# Drywall Damage After Wallpaper Removal



## dberladyn (Apr 24, 2011)

I'm feeling lazy so I don't know how far I'll go in responding.

First off, is the wallpaper from the last two decades or is it older? You should try spraying the wall with water from a water bottle before you scrap. If the drywall was unsealed/unpainted before it was papered... I feel for you because that's a mess.

Once you have the paper removed, or all the paper that will come off after it's been wetted you'll have to make that call as to what you want. You've decided texture... if it's a heavy texture that will make thing easier (but I wouldn't do it).

Avoid sealing the drywall, don't do it yet. First go over the wall and remove all the loose gypsum and paper. Watch for bubbles, places where the surface paper is loose from the gypsum - cut these out. Next, pre-fill all the gouges... dent's... etc. with drywall filler, it's preferable to use a specialized filler but I want to keep this simple.

And to keep it simple... use mesh tape and tape over any places where the surface paper of the drywall is broken, cut, etc. Skim this tape with drywall compound. Let everything dry.

Next take a trowel or a wide knife... whatever works best for you and fill/smooth out the wall. Let it dry, sand and repeat until you are satisfied. If you think you have the knack... you should be able to skim the entire wall and fix as good as new ready for paint - smooth no texture.

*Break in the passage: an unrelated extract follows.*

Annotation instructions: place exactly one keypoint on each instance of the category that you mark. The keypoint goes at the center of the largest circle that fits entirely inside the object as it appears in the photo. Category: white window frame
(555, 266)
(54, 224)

If not, get it as good as you can, sand out any ridges, edges and as many imperfections as you can. At this stage you can prime/seal the wall then texture or texture then prime/seal... depending on the products you are using.

I recommend getting the wall as smooth as you can and then priming/sealing it. This way you'll see more flaws that you may want to fix, it will also help you find bubbles that you may have missed. These have to be gone before you can texture.

If you can't get the wall fairly smooth, you'll just have to apply a heavier texture.

Dan


----------